É ilegal a limitação imposta pelo Fisco para o Parcelamento Simplificado de débitos

22/10/2021

Em virtude da pandemia da Covid-19, diversas empresas tiveram que suspender suas atividades por longo período e, mesmo após a retomada, suportaram drástica redução nas vendas de produtos e serviços, de modo com que houve significativa redução em seu faturamento.

Diante do impacto negativo em seus resultados, essas empresas passaram a não dispor de fluxo de caixa para dar continuidade ao desenvolvimento de suas atividades concomitantemente com o pagamento do Fisco, de seus funcionários e fornecedores.

Nesse contexto, para se manterem regular com o cumprimento de suas obrigações, principalmente com o pagamento de tributos, diversos contribuintes têm realizado o parcelamento de débitos junto à Receita Federal do Brasil, destacando-se, neste ponto, a modalidade denominada Parcelamento Simplificado, prevista no artigo 14-C da Lei n.º 10.522/2002.

Por meio do Parcelamento Simplificado é possibilitado ao contribuinte parcelar débitos de qualquer natureza para com a Fazenda Nacional em até 60 (sessenta) parcelas mensais. Nessa modalidade de parcelamento, não se aplicam as vedações previstas no artigo 14 da Lei n.º 10.522/2002, quais sejam:

I – tributos passíveis de retenção na fonte, de desconto de terceiros ou de sub-rogação;

II – Imposto sobre Operações de Crédito, Câmbio e Seguro e sobre Operações relativas a Títulos e Valores Mobiliários – IOF, retido e não recolhido ao Tesouro Nacional;

III – valores recebidos pelos agentes arrecadadores não recolhidos aos cofres públicos.

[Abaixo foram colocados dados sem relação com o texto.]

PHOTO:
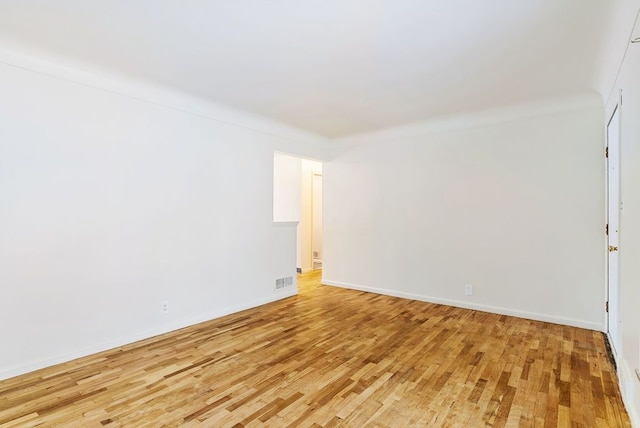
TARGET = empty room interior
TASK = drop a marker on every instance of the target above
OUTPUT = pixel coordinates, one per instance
(320, 213)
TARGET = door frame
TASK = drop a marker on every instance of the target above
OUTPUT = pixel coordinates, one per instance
(612, 290)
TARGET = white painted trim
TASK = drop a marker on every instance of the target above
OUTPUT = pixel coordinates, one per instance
(6, 373)
(83, 74)
(467, 305)
(626, 380)
(437, 125)
(285, 223)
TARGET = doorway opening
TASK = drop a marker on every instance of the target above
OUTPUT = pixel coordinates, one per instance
(613, 227)
(297, 196)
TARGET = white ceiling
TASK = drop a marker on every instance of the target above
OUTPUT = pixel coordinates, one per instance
(333, 67)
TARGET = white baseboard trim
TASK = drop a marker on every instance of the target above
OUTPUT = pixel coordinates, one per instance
(6, 373)
(467, 305)
(629, 384)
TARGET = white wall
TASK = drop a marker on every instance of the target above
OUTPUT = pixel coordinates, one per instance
(628, 81)
(110, 204)
(287, 188)
(514, 208)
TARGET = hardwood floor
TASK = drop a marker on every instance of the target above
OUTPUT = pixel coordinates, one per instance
(333, 357)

IV – tributos devidos no registro da Declaração de Importação;

V – incentivos fiscais devidos ao Fundo de Investimento do Nordeste – FINOR, Fundo de Investimento da Amazônia – FINAM e Fundo de Recuperação do Estado do Espírito Santo – FUNRES;

VI – pagamento mensal por estimativa do Imposto sobre a Renda da Pessoa Jurídica – IRPJ e da Contribuição Social sobre o Lucro Líquido – CSLL, na forma do art. 2o da Lei no 9.430, de 27 de dezembro de 1996;

VII – recolhimento mensal obrigatório da pessoa física relativo a rendimentos de que trata o art. 8o da Lei no 7.713, de 22 de dezembro de 1988;

VIII – tributo ou outra exação qualquer, enquanto não integralmente pago parcelamento anterior relativo ao mesmo tributo ou exação, salvo nas hipóteses previstas no art. 14-A desta Lei;

IX – tributos devidos por pessoa jurídica com falência decretada ou por pessoa física com insolvência civil decretada; e

X – créditos tributários devidos na forma do art. 4o da Lei no 10.931, de 2 de agosto de 2004, pela incorporadora optante do Regime Especial Tributário do Patrimônio de Afetação.

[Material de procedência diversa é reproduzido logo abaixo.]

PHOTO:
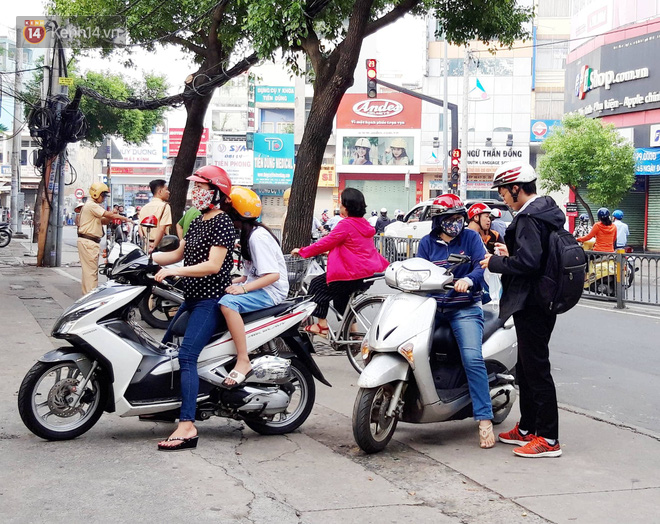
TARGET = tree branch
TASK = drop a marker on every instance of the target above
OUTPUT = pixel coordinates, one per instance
(197, 49)
(400, 10)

Assim, conforme listado acima, é viável incluir no parcelamento simplificado tributos sujeitos a retenção na fonte, descontado de terceiros ou objeto de sub-rogação, dentre outros.

Ocorre que ao estabelecer as condições para a realização do Parcelamento Simplificado, a Receita Federal do Brasil, por meio da Instrução Normativa da RFB nº 1.891/2019, determinou, de forma ilegal, que o somatório dos débitos passíveis de serem parcelados nessa modalidade não poderiam ultrapassar o teto de R$ 5.000.000,00. Assim, segundo determinação do Fisco, o contribuinte somente conseguirá realizar nova negociação da diferença entre R$ 5.000.000,00 e o saldo devedor de todos os parcelamentos simplificados que têm em curso.

Contudo, o teto de R$ 5.000.000,00 imposto pelo Fisco por meio do artigo 16 da IN nº 1.891/2019, já oposto inicialmente pela Portaria Conjunta RFB/PGFN 15/2009, extrapolou as atribuições delegadas pela legislação estabelecendo um limitador, não previsto na lei, para negociação de débitos por meio do Parcelamento Simplificado.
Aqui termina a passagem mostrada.